There are several risks that investors should be aware of before investing in this biotech. The first risk to consider would be with respect to the NDA filing of reproxalap for the treatment of patients with DED. While there is a comprehensive package established for this program with multiple studies, there is no guarantee that the FDA will approve reproxalap for this indication in 2023. The second risk would be with respect to the phase 3 INVIGORATE-2 study, which is using reproxalap for the treatment of patients with allergic conjunctivitis.
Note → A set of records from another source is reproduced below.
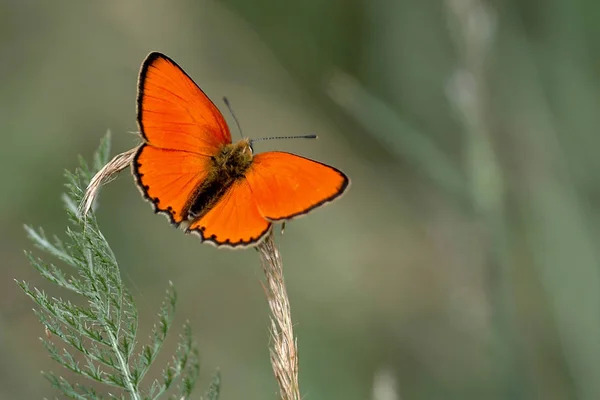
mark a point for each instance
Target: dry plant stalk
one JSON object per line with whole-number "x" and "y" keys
{"x": 105, "y": 175}
{"x": 284, "y": 349}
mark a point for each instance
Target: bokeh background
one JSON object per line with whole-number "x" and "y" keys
{"x": 461, "y": 264}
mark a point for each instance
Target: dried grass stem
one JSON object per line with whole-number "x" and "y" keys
{"x": 284, "y": 347}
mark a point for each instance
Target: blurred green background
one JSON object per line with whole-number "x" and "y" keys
{"x": 461, "y": 264}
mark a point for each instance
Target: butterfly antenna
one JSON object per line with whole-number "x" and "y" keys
{"x": 226, "y": 101}
{"x": 312, "y": 136}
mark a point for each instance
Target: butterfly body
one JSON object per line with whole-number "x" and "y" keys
{"x": 229, "y": 165}
{"x": 191, "y": 171}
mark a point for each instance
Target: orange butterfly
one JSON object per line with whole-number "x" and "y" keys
{"x": 191, "y": 171}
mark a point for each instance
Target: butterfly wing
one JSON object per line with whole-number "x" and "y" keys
{"x": 169, "y": 179}
{"x": 174, "y": 113}
{"x": 234, "y": 221}
{"x": 285, "y": 185}
{"x": 182, "y": 130}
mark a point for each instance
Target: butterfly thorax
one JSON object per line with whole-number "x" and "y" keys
{"x": 226, "y": 167}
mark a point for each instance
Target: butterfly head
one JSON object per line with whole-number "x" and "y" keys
{"x": 234, "y": 159}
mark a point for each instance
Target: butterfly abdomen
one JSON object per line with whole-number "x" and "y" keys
{"x": 229, "y": 165}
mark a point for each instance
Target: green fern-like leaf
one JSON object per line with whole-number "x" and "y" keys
{"x": 102, "y": 334}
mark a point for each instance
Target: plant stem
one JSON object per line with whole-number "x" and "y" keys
{"x": 284, "y": 348}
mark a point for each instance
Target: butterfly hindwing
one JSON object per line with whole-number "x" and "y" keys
{"x": 234, "y": 221}
{"x": 285, "y": 185}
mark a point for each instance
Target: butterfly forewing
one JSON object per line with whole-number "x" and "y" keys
{"x": 174, "y": 113}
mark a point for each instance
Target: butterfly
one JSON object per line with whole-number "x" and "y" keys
{"x": 190, "y": 170}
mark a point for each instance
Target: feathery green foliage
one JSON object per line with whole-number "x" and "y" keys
{"x": 101, "y": 331}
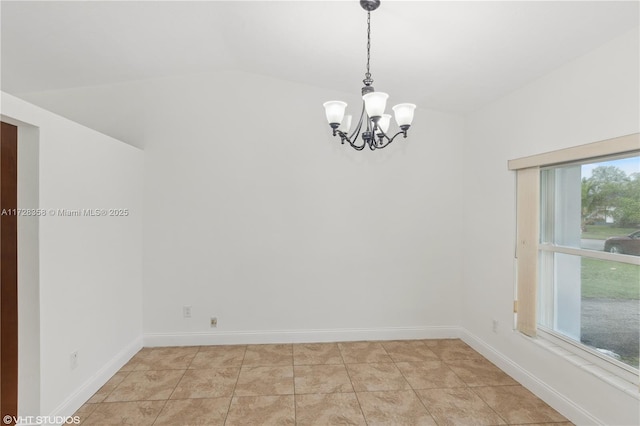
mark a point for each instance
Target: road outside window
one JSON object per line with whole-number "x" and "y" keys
{"x": 589, "y": 289}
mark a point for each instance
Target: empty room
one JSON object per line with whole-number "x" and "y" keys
{"x": 320, "y": 212}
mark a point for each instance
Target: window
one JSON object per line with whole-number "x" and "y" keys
{"x": 579, "y": 249}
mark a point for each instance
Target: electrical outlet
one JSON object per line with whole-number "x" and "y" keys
{"x": 73, "y": 360}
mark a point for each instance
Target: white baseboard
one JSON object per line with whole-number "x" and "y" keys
{"x": 542, "y": 390}
{"x": 299, "y": 336}
{"x": 95, "y": 382}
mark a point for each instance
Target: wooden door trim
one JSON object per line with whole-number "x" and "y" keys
{"x": 9, "y": 270}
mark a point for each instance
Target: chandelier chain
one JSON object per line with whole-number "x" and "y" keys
{"x": 367, "y": 76}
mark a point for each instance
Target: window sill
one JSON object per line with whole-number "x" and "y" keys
{"x": 614, "y": 380}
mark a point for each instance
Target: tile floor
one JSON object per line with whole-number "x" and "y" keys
{"x": 415, "y": 382}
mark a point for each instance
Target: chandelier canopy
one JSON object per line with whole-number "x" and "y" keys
{"x": 373, "y": 122}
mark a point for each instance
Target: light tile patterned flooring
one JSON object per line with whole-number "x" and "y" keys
{"x": 413, "y": 382}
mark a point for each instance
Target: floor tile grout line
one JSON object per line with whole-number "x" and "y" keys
{"x": 416, "y": 394}
{"x": 233, "y": 391}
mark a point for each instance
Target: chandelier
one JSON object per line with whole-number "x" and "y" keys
{"x": 373, "y": 122}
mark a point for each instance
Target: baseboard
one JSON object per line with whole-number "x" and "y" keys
{"x": 542, "y": 390}
{"x": 299, "y": 336}
{"x": 95, "y": 382}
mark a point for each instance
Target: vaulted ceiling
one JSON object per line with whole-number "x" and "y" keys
{"x": 452, "y": 56}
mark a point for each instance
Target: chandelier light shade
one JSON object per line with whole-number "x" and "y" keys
{"x": 373, "y": 123}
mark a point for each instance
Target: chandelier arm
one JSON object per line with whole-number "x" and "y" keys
{"x": 389, "y": 140}
{"x": 344, "y": 137}
{"x": 356, "y": 131}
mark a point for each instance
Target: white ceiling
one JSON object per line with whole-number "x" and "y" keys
{"x": 451, "y": 56}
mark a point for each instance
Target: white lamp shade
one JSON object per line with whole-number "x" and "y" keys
{"x": 374, "y": 103}
{"x": 345, "y": 125}
{"x": 334, "y": 111}
{"x": 404, "y": 114}
{"x": 384, "y": 122}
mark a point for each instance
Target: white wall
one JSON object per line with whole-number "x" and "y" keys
{"x": 90, "y": 267}
{"x": 256, "y": 215}
{"x": 593, "y": 98}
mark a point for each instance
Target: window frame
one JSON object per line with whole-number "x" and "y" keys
{"x": 527, "y": 234}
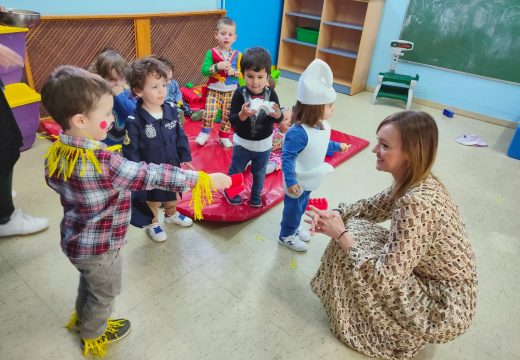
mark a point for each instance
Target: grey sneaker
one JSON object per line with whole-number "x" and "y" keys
{"x": 303, "y": 234}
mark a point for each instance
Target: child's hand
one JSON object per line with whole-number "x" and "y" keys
{"x": 286, "y": 122}
{"x": 277, "y": 112}
{"x": 344, "y": 147}
{"x": 245, "y": 112}
{"x": 224, "y": 65}
{"x": 295, "y": 190}
{"x": 220, "y": 181}
{"x": 187, "y": 165}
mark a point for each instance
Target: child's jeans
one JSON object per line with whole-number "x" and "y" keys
{"x": 241, "y": 156}
{"x": 99, "y": 284}
{"x": 293, "y": 210}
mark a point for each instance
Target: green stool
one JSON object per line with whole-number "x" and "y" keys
{"x": 395, "y": 86}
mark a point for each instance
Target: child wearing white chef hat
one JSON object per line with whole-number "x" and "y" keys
{"x": 305, "y": 146}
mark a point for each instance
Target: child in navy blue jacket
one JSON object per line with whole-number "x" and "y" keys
{"x": 253, "y": 138}
{"x": 154, "y": 135}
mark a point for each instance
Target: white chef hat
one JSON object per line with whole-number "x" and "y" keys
{"x": 315, "y": 84}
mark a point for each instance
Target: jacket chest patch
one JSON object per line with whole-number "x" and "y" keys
{"x": 149, "y": 131}
{"x": 170, "y": 125}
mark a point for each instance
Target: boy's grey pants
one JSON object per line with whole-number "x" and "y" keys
{"x": 99, "y": 284}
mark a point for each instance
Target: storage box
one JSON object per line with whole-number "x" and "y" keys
{"x": 13, "y": 38}
{"x": 25, "y": 103}
{"x": 514, "y": 147}
{"x": 307, "y": 34}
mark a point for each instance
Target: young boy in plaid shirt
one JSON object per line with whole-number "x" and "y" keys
{"x": 94, "y": 184}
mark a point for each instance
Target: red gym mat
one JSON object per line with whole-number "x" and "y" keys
{"x": 212, "y": 157}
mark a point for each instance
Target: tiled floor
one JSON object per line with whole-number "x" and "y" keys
{"x": 217, "y": 291}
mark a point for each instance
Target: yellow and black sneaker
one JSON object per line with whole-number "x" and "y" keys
{"x": 115, "y": 331}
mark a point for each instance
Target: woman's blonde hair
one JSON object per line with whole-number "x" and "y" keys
{"x": 309, "y": 115}
{"x": 419, "y": 141}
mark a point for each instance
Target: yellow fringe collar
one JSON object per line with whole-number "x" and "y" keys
{"x": 63, "y": 158}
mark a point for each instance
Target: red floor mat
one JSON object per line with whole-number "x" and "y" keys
{"x": 212, "y": 157}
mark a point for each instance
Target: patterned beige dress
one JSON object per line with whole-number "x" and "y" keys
{"x": 397, "y": 290}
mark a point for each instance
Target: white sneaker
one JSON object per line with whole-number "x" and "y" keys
{"x": 202, "y": 138}
{"x": 23, "y": 224}
{"x": 225, "y": 142}
{"x": 178, "y": 219}
{"x": 293, "y": 242}
{"x": 156, "y": 232}
{"x": 271, "y": 167}
{"x": 303, "y": 234}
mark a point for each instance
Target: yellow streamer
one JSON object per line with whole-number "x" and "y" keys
{"x": 201, "y": 194}
{"x": 62, "y": 159}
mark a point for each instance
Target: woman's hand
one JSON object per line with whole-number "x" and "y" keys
{"x": 325, "y": 222}
{"x": 331, "y": 224}
{"x": 245, "y": 112}
{"x": 9, "y": 58}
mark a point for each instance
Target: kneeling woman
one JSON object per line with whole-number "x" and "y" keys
{"x": 389, "y": 292}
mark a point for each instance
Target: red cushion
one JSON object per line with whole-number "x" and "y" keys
{"x": 212, "y": 157}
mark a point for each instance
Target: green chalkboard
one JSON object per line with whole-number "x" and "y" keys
{"x": 480, "y": 37}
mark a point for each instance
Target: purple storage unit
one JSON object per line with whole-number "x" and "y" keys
{"x": 27, "y": 118}
{"x": 25, "y": 104}
{"x": 13, "y": 38}
{"x": 514, "y": 147}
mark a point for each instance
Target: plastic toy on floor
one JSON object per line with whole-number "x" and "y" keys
{"x": 393, "y": 85}
{"x": 319, "y": 203}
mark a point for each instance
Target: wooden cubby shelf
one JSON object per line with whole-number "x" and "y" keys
{"x": 347, "y": 33}
{"x": 304, "y": 15}
{"x": 294, "y": 41}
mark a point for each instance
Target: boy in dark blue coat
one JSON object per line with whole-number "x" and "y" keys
{"x": 154, "y": 135}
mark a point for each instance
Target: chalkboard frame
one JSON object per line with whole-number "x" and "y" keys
{"x": 442, "y": 60}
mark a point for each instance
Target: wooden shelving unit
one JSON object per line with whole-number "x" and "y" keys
{"x": 347, "y": 33}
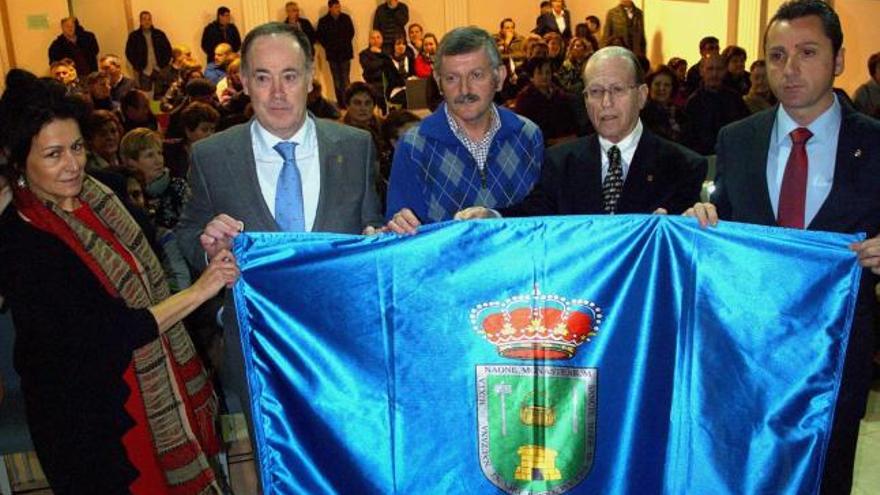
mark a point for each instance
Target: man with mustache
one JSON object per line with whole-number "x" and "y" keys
{"x": 623, "y": 168}
{"x": 469, "y": 151}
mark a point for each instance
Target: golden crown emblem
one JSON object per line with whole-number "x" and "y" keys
{"x": 537, "y": 326}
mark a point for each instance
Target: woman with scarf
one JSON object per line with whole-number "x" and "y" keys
{"x": 116, "y": 398}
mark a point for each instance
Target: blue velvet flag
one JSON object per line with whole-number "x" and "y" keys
{"x": 612, "y": 355}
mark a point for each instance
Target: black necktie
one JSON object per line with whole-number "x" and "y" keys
{"x": 612, "y": 186}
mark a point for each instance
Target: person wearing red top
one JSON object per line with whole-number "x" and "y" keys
{"x": 117, "y": 400}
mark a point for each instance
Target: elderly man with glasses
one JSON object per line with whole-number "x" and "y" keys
{"x": 624, "y": 167}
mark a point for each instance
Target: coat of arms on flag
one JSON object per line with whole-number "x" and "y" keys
{"x": 536, "y": 423}
{"x": 617, "y": 355}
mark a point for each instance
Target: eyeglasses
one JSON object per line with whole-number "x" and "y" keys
{"x": 597, "y": 93}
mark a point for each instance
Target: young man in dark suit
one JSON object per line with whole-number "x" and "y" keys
{"x": 624, "y": 167}
{"x": 812, "y": 162}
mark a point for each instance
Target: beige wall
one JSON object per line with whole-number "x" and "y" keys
{"x": 859, "y": 18}
{"x": 673, "y": 27}
{"x": 107, "y": 20}
{"x": 693, "y": 20}
{"x": 32, "y": 45}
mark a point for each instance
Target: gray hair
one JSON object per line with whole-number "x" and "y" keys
{"x": 277, "y": 28}
{"x": 466, "y": 40}
{"x": 616, "y": 52}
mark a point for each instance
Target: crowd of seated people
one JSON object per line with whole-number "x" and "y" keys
{"x": 145, "y": 156}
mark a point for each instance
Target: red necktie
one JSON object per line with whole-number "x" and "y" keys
{"x": 793, "y": 195}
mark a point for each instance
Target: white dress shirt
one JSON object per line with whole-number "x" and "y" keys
{"x": 269, "y": 164}
{"x": 560, "y": 21}
{"x": 821, "y": 157}
{"x": 627, "y": 147}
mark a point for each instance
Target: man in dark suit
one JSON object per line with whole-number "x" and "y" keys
{"x": 557, "y": 20}
{"x": 282, "y": 171}
{"x": 812, "y": 163}
{"x": 148, "y": 51}
{"x": 221, "y": 30}
{"x": 625, "y": 24}
{"x": 335, "y": 32}
{"x": 624, "y": 167}
{"x": 77, "y": 44}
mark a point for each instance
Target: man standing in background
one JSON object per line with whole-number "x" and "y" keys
{"x": 120, "y": 85}
{"x": 390, "y": 19}
{"x": 626, "y": 22}
{"x": 222, "y": 30}
{"x": 77, "y": 44}
{"x": 148, "y": 51}
{"x": 335, "y": 33}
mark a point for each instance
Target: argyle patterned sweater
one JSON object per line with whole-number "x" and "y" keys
{"x": 434, "y": 175}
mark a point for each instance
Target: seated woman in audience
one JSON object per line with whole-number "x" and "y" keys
{"x": 197, "y": 89}
{"x": 737, "y": 77}
{"x": 571, "y": 75}
{"x": 759, "y": 96}
{"x": 396, "y": 124}
{"x": 177, "y": 92}
{"x": 424, "y": 63}
{"x": 64, "y": 71}
{"x": 660, "y": 115}
{"x": 102, "y": 132}
{"x": 375, "y": 64}
{"x": 360, "y": 105}
{"x": 535, "y": 49}
{"x": 136, "y": 111}
{"x": 230, "y": 85}
{"x": 181, "y": 56}
{"x": 98, "y": 88}
{"x": 555, "y": 50}
{"x": 165, "y": 195}
{"x": 545, "y": 104}
{"x": 117, "y": 400}
{"x": 511, "y": 45}
{"x": 679, "y": 67}
{"x": 402, "y": 68}
{"x": 198, "y": 120}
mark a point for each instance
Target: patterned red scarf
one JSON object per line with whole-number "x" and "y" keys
{"x": 182, "y": 441}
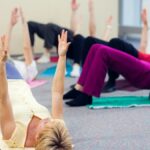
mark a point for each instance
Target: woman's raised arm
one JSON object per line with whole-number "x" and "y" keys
{"x": 58, "y": 80}
{"x": 7, "y": 122}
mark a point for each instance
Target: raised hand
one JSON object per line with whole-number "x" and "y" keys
{"x": 3, "y": 52}
{"x": 62, "y": 43}
{"x": 90, "y": 5}
{"x": 144, "y": 17}
{"x": 21, "y": 15}
{"x": 14, "y": 16}
{"x": 74, "y": 5}
{"x": 109, "y": 21}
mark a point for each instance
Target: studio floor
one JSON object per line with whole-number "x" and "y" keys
{"x": 103, "y": 129}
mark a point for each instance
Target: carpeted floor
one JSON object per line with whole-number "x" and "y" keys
{"x": 103, "y": 129}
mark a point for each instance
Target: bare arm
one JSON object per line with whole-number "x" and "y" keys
{"x": 27, "y": 50}
{"x": 92, "y": 25}
{"x": 58, "y": 80}
{"x": 12, "y": 23}
{"x": 7, "y": 122}
{"x": 144, "y": 34}
{"x": 108, "y": 28}
{"x": 75, "y": 20}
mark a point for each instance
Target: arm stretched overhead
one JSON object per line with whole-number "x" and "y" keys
{"x": 92, "y": 25}
{"x": 7, "y": 122}
{"x": 144, "y": 34}
{"x": 58, "y": 80}
{"x": 75, "y": 20}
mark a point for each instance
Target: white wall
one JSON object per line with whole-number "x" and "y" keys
{"x": 146, "y": 4}
{"x": 57, "y": 11}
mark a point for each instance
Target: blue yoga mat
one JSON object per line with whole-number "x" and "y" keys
{"x": 119, "y": 102}
{"x": 49, "y": 72}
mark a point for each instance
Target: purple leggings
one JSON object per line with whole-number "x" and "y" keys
{"x": 101, "y": 58}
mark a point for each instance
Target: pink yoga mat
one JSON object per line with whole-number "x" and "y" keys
{"x": 36, "y": 83}
{"x": 53, "y": 59}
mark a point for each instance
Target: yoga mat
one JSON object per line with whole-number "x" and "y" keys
{"x": 53, "y": 59}
{"x": 119, "y": 102}
{"x": 49, "y": 72}
{"x": 36, "y": 83}
{"x": 124, "y": 85}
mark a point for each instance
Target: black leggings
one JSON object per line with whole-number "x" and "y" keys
{"x": 116, "y": 43}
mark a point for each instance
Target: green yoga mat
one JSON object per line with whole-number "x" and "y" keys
{"x": 123, "y": 101}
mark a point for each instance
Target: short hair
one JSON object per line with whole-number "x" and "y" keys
{"x": 54, "y": 137}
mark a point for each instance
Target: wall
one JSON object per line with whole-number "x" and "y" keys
{"x": 57, "y": 11}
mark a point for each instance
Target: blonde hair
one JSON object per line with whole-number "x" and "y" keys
{"x": 54, "y": 137}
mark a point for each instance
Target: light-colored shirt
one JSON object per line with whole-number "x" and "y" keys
{"x": 24, "y": 108}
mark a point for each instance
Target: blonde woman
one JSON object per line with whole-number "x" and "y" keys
{"x": 23, "y": 121}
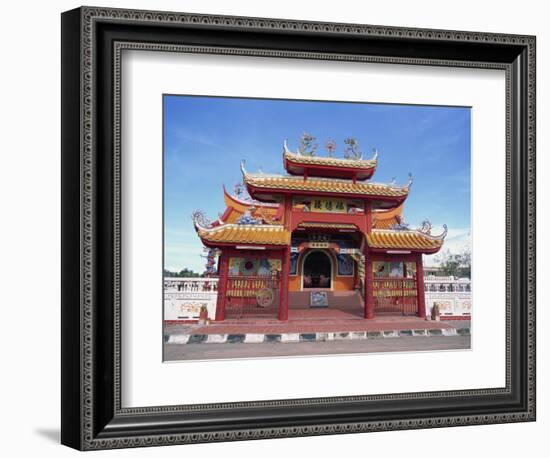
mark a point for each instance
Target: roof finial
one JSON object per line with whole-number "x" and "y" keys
{"x": 285, "y": 147}
{"x": 243, "y": 170}
{"x": 409, "y": 184}
{"x": 375, "y": 154}
{"x": 307, "y": 145}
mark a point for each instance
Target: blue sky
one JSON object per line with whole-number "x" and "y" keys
{"x": 205, "y": 138}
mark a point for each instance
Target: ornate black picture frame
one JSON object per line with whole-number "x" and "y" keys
{"x": 92, "y": 41}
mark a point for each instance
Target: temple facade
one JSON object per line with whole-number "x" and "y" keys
{"x": 323, "y": 235}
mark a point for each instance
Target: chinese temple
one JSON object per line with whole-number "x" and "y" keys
{"x": 322, "y": 235}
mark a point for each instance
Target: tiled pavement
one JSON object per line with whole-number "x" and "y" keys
{"x": 310, "y": 330}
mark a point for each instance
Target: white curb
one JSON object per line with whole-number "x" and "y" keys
{"x": 254, "y": 338}
{"x": 178, "y": 338}
{"x": 216, "y": 338}
{"x": 291, "y": 337}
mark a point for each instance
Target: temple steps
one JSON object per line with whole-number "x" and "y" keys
{"x": 345, "y": 300}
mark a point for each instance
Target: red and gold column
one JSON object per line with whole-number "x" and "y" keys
{"x": 420, "y": 297}
{"x": 369, "y": 291}
{"x": 283, "y": 292}
{"x": 223, "y": 271}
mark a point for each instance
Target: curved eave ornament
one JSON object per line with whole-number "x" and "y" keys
{"x": 200, "y": 221}
{"x": 300, "y": 159}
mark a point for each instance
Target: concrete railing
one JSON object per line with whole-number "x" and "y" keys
{"x": 183, "y": 297}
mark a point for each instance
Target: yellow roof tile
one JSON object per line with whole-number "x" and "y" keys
{"x": 331, "y": 161}
{"x": 411, "y": 240}
{"x": 246, "y": 234}
{"x": 328, "y": 185}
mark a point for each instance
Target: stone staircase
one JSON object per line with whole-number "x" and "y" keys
{"x": 343, "y": 300}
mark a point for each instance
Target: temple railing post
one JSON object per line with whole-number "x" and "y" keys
{"x": 420, "y": 296}
{"x": 223, "y": 269}
{"x": 283, "y": 290}
{"x": 369, "y": 290}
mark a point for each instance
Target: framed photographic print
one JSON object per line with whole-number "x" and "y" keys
{"x": 279, "y": 228}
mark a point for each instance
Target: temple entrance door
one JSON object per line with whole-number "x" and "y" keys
{"x": 317, "y": 270}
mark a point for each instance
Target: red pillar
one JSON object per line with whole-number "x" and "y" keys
{"x": 283, "y": 289}
{"x": 369, "y": 296}
{"x": 420, "y": 287}
{"x": 223, "y": 270}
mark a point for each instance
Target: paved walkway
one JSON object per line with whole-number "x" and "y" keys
{"x": 309, "y": 325}
{"x": 190, "y": 352}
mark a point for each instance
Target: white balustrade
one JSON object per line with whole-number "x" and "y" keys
{"x": 184, "y": 297}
There is no assurance that the primary endpoint will be met, and in that case, Aldeyra will not be able to file a regulatory application for approval of reproxalap for this indication. The final risks to consider would be with respect to the other data readouts coming up. One data readout would be the use of ADX-629 in a phase 2 study for the treatment of patients with alcoholic hepatitis and then another for use of ADX-2191 in a phase 2 study for the treatment of patients with retinitis pigmentosa. They are each expected in Q4 of 2022 and 1st half of 2023 respectively. Hopefully, one of these clinical candidates will be successful, but there is no guarantee that they will meet the intended efficacy endpoints.

Conclusion

The final conclusion is that Aldeyra Therapeutics is a great speculative biotech play to look into. The reason why I state this is because it has several catalysts for investors to look forward to. The biggest catalyst of them all would be the potential to receive FDA approval of reproxalap for the treatment of patients with DED, which is anticipated in 2023. However, as I described above there are several other catalysts on the way for investors to look forward to. The closest catalyst being the data readout expected from the phase 2 study using ADX-629 for the treatment of patients with alcoholic hepatitis, which are expected any day now before the end of 2022. With the potential to receive FDA approval of reproxalap for the treatment of patients with DED in the coming year, plus several catalysts on the way as well, these are the reasons why I believe that Aldeyra Therapeutics is a great speculative biotech play to look into.